SARATOGA SPRINGS — Every day was the same.
Except that Ned Ryerson wasn’t there to step in the puddle.
And the grass kept growing a little bit more. The grass looked great.
Temperature check, wristband, breeze into the parking lot and walk up to the third floor. I had my regular table in the Turf Terrace restaurant, but no maitre d’ to greet me. Just pigeons. And their, um, “puddles.”
Then the races would start, and the only way you could distinguish between a lousy claiming race on a ho-hum Wednesday card and the $1.25 million Travers was by checking your program.
Because nobody was there.
Welcome to Saratoga Race Course in the summer of 2020. If you’re reading this, there’s an extremely high probability that this description is all you have.
If you’re going to be at the track on Thursday, welcome back.
I was there on Saturday morning to watch some of the big horses stretch their legs, then made my old 2020 walk and can confirm they have raised the Titanic, chipped off the barnacles and algae, and buffed up the floors, stairways and seats.
One of my lingering images from last year was the bourbon bar a flight of steps down from the Turf Terrace. The bar was covered with dust, and on it rested a wait tray with grimy champagne flutes, some of them broken, still left untouched and unwashed from closing day in 2019 and giving the impression that you were wandering underwater in a sunken ocean liner left for dead.
The place looked great on Saturday, the way it’s supposed to, the way thousands of people will remember it when they plow through the gates this Thursday for opening day of the 153rd Saratoga meet.

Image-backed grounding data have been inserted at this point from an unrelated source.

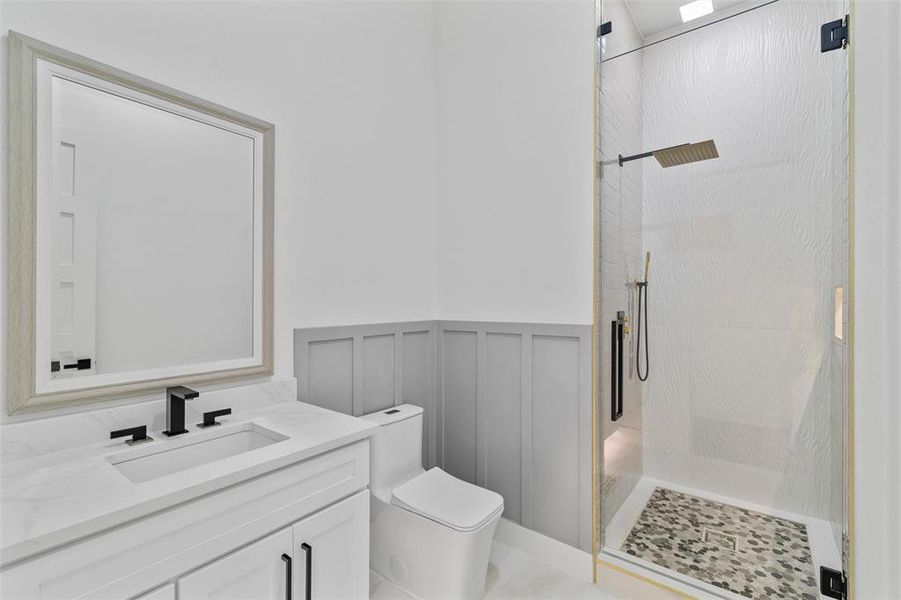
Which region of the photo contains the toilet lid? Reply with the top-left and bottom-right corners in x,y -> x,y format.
391,467 -> 504,532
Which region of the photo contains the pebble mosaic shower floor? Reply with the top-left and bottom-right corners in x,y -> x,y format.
621,487 -> 820,600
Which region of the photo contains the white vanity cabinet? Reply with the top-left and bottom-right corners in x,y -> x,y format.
290,490 -> 369,599
178,492 -> 368,600
1,440 -> 371,600
134,584 -> 176,600
179,528 -> 293,599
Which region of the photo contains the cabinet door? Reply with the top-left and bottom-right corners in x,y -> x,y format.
133,583 -> 176,600
179,528 -> 293,600
292,491 -> 369,600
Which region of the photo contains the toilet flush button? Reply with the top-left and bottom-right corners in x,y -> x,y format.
390,555 -> 409,583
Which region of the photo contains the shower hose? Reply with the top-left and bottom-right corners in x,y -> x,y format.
636,282 -> 649,381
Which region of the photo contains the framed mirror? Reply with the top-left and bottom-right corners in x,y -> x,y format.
8,32 -> 274,414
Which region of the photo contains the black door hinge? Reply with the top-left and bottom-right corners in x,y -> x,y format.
597,21 -> 612,39
820,566 -> 847,600
821,14 -> 849,52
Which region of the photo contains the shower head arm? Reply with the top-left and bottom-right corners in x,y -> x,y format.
619,142 -> 688,166
618,150 -> 655,166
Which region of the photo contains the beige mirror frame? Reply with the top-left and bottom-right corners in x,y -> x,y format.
7,32 -> 274,415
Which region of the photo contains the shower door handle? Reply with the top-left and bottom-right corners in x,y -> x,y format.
611,317 -> 624,422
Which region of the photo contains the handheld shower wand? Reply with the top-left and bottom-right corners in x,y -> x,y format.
636,252 -> 650,382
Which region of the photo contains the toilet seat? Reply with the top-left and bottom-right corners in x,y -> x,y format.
391,467 -> 504,532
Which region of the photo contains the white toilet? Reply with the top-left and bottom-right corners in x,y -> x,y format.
362,404 -> 503,600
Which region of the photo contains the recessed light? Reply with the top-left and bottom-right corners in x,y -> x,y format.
679,0 -> 714,23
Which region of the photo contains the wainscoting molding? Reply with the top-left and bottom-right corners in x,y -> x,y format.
294,320 -> 592,552
294,321 -> 438,469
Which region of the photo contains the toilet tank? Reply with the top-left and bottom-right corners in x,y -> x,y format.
361,404 -> 425,499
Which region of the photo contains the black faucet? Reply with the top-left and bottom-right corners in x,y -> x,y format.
164,386 -> 199,436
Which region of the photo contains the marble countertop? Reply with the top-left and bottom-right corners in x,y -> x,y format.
0,401 -> 377,566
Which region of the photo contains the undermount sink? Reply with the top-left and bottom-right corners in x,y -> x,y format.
110,423 -> 288,483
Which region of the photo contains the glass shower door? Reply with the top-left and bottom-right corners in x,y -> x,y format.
595,1 -> 851,597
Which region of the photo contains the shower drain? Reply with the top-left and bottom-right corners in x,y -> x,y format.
702,528 -> 740,551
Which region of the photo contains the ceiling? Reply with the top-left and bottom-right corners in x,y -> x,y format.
624,0 -> 752,38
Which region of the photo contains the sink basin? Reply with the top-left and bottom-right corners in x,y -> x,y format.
110,423 -> 287,483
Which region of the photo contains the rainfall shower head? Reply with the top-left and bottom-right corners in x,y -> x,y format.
618,139 -> 719,168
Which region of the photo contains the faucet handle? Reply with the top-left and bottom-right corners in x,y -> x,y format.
197,408 -> 231,429
110,425 -> 153,445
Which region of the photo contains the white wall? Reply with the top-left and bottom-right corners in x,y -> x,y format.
852,1 -> 901,596
435,0 -> 595,324
0,1 -> 440,419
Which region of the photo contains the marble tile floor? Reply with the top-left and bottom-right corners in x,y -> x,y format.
371,541 -> 617,600
604,478 -> 842,600
621,488 -> 819,600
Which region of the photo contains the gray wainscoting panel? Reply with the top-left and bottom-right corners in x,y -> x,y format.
441,331 -> 479,483
401,332 -> 434,468
402,331 -> 431,418
531,334 -> 582,547
307,338 -> 354,415
294,322 -> 438,467
484,333 -> 523,523
294,320 -> 592,552
362,334 -> 395,414
437,321 -> 593,552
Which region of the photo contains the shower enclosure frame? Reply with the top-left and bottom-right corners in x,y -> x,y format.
589,1 -> 857,596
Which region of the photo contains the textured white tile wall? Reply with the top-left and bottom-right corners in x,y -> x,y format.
635,0 -> 849,522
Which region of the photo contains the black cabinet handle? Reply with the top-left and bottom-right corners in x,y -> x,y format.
110,425 -> 152,445
197,408 -> 231,428
301,543 -> 312,600
281,553 -> 292,600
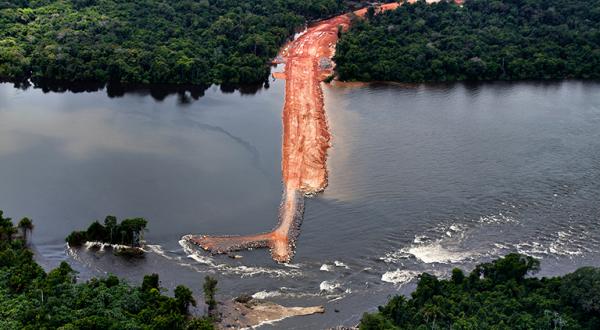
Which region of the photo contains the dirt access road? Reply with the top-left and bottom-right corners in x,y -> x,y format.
188,2 -> 449,262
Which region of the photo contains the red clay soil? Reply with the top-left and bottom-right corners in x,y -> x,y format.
188,1 -> 456,263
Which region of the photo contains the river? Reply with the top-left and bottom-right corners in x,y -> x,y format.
0,78 -> 599,328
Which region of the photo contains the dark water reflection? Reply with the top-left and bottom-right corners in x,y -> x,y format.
1,79 -> 600,329
0,79 -> 284,244
2,78 -> 267,103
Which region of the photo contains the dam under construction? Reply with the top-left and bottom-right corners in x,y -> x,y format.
187,188 -> 305,263
186,3 -> 401,263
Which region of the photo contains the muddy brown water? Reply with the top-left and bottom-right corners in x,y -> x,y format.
1,79 -> 600,329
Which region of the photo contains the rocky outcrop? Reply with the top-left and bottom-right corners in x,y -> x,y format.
219,297 -> 324,329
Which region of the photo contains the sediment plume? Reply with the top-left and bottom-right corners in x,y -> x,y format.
187,2 -> 434,262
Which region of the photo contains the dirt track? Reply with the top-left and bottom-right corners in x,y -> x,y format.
188,2 -> 441,263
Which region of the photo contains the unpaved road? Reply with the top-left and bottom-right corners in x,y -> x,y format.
189,2 -> 448,263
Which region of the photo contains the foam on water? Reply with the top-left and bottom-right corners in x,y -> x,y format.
282,263 -> 303,269
84,241 -> 133,250
251,286 -> 342,301
381,238 -> 476,264
413,235 -> 428,244
320,264 -> 334,272
381,269 -> 419,285
177,238 -> 302,278
145,244 -> 174,260
512,228 -> 596,259
333,260 -> 349,269
408,243 -> 474,264
240,315 -> 290,330
66,245 -> 90,266
319,280 -> 341,293
478,213 -> 519,225
252,290 -> 282,300
469,223 -> 599,260
65,244 -> 110,275
380,212 -> 522,265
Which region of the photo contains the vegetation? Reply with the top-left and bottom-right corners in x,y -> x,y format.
335,0 -> 600,82
0,0 -> 350,86
66,215 -> 147,247
17,217 -> 33,244
0,210 -> 215,329
203,275 -> 218,318
0,210 -> 18,241
0,210 -> 32,243
360,253 -> 600,329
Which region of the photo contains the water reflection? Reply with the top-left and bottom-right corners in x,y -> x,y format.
0,80 -> 284,246
1,78 -> 269,103
2,79 -> 600,329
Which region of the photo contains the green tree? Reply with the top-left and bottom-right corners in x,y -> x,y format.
0,0 -> 348,86
119,217 -> 147,247
0,218 -> 216,329
359,253 -> 599,329
203,276 -> 218,317
17,217 -> 33,244
335,0 -> 600,83
65,231 -> 87,246
186,318 -> 215,330
175,285 -> 196,315
104,215 -> 118,243
142,273 -> 160,292
86,221 -> 107,242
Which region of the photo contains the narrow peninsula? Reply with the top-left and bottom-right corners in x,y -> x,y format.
187,3 -> 403,263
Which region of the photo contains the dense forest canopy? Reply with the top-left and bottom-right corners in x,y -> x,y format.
335,0 -> 600,82
0,0 -> 349,86
66,215 -> 148,247
0,210 -> 215,329
360,253 -> 600,329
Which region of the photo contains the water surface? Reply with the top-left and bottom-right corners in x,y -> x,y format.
1,79 -> 599,329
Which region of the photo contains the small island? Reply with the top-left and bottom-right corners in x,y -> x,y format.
66,215 -> 147,257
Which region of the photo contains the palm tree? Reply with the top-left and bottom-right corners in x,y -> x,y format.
18,217 -> 34,244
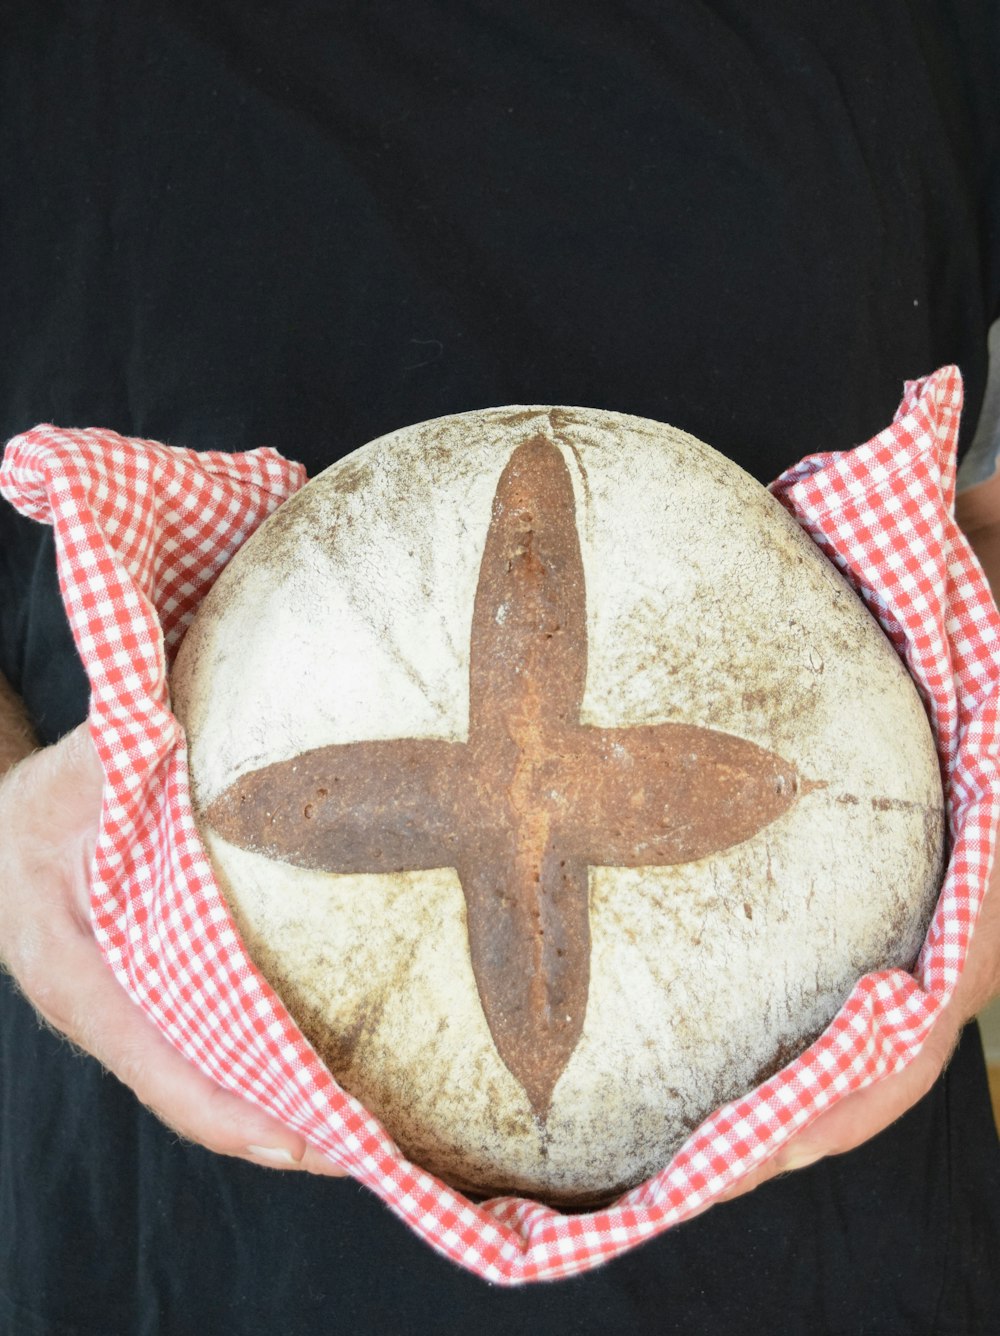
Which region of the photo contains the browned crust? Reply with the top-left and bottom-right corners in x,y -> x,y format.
204,435 -> 806,1115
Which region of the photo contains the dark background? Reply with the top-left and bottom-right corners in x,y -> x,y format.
1,4 -> 999,1332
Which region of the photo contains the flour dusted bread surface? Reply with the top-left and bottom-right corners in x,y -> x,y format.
170,406 -> 945,1206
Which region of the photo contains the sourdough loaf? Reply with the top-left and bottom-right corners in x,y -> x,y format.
170,406 -> 945,1205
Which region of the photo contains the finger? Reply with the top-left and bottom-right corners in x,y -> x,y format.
5,723 -> 347,1175
775,1048 -> 944,1170
1,724 -> 103,893
22,915 -> 347,1176
11,720 -> 104,817
53,718 -> 105,792
716,1031 -> 953,1204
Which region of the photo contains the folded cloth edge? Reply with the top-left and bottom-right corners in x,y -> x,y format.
1,368 -> 998,1284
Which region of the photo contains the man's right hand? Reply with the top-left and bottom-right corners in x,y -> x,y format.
0,721 -> 346,1176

Of course, everything was shut down and canceled last year because of the COVID-19 pandemic, but I get the sense that there’s going to be a little extra fervor for the return of fans to Saratoga. Not just for the simple fact that people are passionate about it, but because major league sports have been playing to big crowds for months now, while the Saratoga crew has grimly waited — and waited — its turn.
There were times when you couldn’t help but wonder whether Gov. Andrew Cuomo even knew that the track existed (a charge that has been fired his way since well before the pandemic). His weekly COVID updates painted rosy pictures for all manner of public activities gradually opening up again, but Saratoga didn’t get a whiff of that until April 14, three months before opening day.
When he finally did announce that tracks were good to go on 20% capacity, it came in a press release rustled up several hours after he had held a live presser … at Belmont Park. You know. The racetrack.
Thankfully, we don’t have to contemplate what a measly 20% would look like at Saratoga, or what kind of ticketing nightmare, under intense demand, would’ve been evoked.
I’ll take this opportunity to remind my friend Gene Kershner at the Buffalo News that we have a very small wager on whether they get 40,000 paid admission on opening day, a bet that was made before Gov. Andrew Cuomo knocked out the final impediment to full capacity. I know Geno didn’t forget, but there’s no gloat like the premature gloat.
Even if they fall short of 40,000, the first steps will be taken to murder the grass in the backyard picnic area.
When Saratoga is in its normal rocking state, that wildly popular section is a well-traveled patch of dirt. The grass looked nice, but I prefer the colorful plastic table coverings from Dollar General pinned by picnickers scrambling through at 7 a.m. to claim their spot.
A few of us in the press regularly took advantage of the open-air Turf Terrace as an auxilliary pressbox in the spirit of social distancing last year, and I came to the wistful realization on Saturday that there was low probability of ever getting a table in there again.
Besides the dusty bourbon bar, my other primary memory about the emptiness actually is a full, fierce whistle of appreciation from Liza Sheker, the 47-year-old mom of two that I tracked down and wrote about a few days after Tiz the Law and jockey Manny Franco had won the Travers.
This very loud disembodied sound came from behind a covered fenceline along Nelson Avenue as Franco walked Tiz back to the winner’s circle, and he acknowledged the 50 or so fans trying to catch any kind of glimpse of the action from the sidewalk outside the track grounds.
The Whistling Woman’s superpower is one of those two-finger pipes you hear from a football coach, and because there was no roar of the crowd on Travers Day, I distinctly heard her whistle from a quarter-mile away.
Maybe I’ll hear her whistle again this year.
Then again, maybe she’ll be 50 feet away this time, and I won’t be able to hear it at all.